The Train Design Optimization Problem regards making optimal decisions on the number and movement of locomotives and crews through a railway network, so as to satisfy requested pick-up and delivery of car blocks at stations. In a mathematical programming formulation, the objective function to minimize is composed of the costs associated with the movement of locomotives and cars, the loading/unloading operations, the number of locomotives, and the crews’ return to their departure stations. The constraints include upper bounds for number of car blocks per locomotive, number of car block swaps, and number of locomotives passing through railroad segments.
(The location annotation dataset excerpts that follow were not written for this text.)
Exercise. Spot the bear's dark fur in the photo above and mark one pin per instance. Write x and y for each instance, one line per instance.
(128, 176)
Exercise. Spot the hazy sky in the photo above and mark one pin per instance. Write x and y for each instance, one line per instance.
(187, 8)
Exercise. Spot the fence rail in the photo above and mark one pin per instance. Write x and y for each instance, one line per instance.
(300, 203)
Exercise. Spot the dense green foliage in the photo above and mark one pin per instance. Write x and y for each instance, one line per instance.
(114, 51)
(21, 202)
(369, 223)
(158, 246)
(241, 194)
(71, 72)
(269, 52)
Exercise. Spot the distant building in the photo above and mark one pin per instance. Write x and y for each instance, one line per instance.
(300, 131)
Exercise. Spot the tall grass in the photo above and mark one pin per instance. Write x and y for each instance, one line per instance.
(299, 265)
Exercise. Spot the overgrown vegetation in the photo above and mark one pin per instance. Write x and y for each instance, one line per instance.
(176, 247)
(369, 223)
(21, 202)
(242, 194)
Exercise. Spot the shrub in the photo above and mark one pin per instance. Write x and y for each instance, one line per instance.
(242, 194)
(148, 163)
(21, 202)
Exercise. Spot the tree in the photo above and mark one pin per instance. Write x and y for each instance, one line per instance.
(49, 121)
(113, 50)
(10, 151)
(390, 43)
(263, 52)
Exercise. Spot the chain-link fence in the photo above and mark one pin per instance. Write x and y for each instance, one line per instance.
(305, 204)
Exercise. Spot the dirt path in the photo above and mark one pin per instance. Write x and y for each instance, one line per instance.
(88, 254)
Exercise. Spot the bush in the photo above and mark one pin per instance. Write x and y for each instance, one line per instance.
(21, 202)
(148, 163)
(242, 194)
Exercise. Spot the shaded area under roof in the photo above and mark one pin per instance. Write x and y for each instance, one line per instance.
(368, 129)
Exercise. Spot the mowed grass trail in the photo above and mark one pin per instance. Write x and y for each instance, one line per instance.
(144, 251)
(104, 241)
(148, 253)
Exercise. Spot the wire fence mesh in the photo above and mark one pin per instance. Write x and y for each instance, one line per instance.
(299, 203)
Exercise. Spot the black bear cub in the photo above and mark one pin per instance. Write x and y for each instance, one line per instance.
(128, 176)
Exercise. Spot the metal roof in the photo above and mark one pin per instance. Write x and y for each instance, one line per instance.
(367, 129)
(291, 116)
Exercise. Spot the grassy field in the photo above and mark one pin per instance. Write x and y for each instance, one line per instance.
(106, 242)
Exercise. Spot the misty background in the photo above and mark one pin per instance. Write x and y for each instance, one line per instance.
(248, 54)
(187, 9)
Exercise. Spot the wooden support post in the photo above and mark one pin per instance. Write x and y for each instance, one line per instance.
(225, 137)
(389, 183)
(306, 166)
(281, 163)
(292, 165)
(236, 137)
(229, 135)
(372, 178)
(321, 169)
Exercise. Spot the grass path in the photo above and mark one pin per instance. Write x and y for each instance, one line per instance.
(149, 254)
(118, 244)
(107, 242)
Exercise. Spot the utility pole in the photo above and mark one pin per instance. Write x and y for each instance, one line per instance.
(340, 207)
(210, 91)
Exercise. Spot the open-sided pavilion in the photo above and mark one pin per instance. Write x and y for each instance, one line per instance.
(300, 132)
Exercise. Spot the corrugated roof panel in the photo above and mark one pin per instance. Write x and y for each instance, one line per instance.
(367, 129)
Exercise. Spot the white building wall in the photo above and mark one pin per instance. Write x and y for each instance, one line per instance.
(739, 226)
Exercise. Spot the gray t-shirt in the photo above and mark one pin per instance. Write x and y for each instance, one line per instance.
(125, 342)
We propose here a heuristic method to solve this highly combinatorial problem in two steps. The first one finds an initial, feasible solution by means of an ad hoc algorithm. The second step uses the simulated annealing concept to improve the initial solution, followed by a procedure aiming to further reduce the number of needed locomotives. We show that our results are competitive with those found in the literature.